My hair started falling out. I found it on my comb in the mornings. I could see where it was coming from. Not that anybody gives a shit, but you put that together with the teeth and you have quite the package.

I came in from thirty minutes of sliding slush off the porch and there was my kid’s voice on the machine. My mother was playing it over again and turned it off when I got inside. She went back to whatever she was doing at the sink.

“Were you gonna tell me he called?” I asked.

“You cleaned up all that ice already?” she asked me back.

“I didn’t do the ice. I did the slush,” I told her.

“What am I supposed to do about the ice?” she wanted to know. I left her and went into the living room. She said, “There’s a message from his mother, too. She says she’s gonna get a lawyer to hop your ass unless you start sending some money. And somebody else called,” she added, once she was back in front of the TV.

I went out to the kitchen and played the machine. There was only one message and it was from the kid, saying he wanted to wish me a happy holiday. He said, “There was a thing about your unit in the paper so I sent it up to you.” I could hear a little buzzing, maybe something in our phone, maybe something in his. “Let me know if you get it,” he said after a minute, like he was waiting for someone to answer.

I’d been getting a headache that felt like lights going on and off and trying to crack my skull. “Who else called?” I asked. I was still standing there at the machine. The water from my boots was black from all the shit in the snow.

“How would I know?” my mother called from the living room. “She didn’t leave a name.”

“It was a woman?” I asked. “She wanted me? Was her name Janice?”

“I just said she didn’t leave a name,” she said. When I went back to the living room and stood in front of her, she said, “I can’t see,” meaning the television. “You got in here fast,” she added, after I sat back down on the sofa. “What do you got, a girlfriend?”

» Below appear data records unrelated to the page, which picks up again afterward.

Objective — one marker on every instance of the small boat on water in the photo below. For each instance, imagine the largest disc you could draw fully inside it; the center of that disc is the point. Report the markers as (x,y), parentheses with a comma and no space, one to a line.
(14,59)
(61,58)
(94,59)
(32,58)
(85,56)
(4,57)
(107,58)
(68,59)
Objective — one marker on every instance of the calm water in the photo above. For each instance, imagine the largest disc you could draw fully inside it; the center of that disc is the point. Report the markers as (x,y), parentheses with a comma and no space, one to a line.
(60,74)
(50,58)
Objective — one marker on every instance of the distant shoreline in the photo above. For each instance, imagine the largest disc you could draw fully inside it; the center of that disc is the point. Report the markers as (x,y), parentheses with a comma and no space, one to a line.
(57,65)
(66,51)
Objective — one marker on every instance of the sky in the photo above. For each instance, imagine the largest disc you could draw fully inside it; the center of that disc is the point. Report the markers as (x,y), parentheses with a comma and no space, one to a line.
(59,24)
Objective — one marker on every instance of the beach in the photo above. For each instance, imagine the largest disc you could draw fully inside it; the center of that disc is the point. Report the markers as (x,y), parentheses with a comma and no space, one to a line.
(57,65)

I kept thinking this was my one chance, and then about how Janice could’ve found my number. Maybe she asked someone at the library?

“You’re not answering me now?” my mother said.

“I’m trying to think here,” I told her.

She shut up for a while. Then she finally said, “I don’t know why anybody would want to give you the time of day.”

I was thinking I should get the dog and go over Janice’s house, but it was sleeting. I figured I’d do it when it got better out. But I couldn’t sit still and my mother finally said, “You’re shaking the whole floor,” meaning with my leg, so I went up to my room. The dog came up to check on me and took one look and went downstairs again.

Then it got so bad I had to go out anyway so I hiked down to the creek and checked some of my traps. I was wearing my field jacket with the hood but I still got soaked. Two of the traps I couldn’t find and there was nothing in the third because I don’t even know if I’m setting them right but a month ago I found one snapped shut with some blood around it in the snow. When I got back there were police cars all around my house. I hid in the sand pit a few houses down and watched until they went away.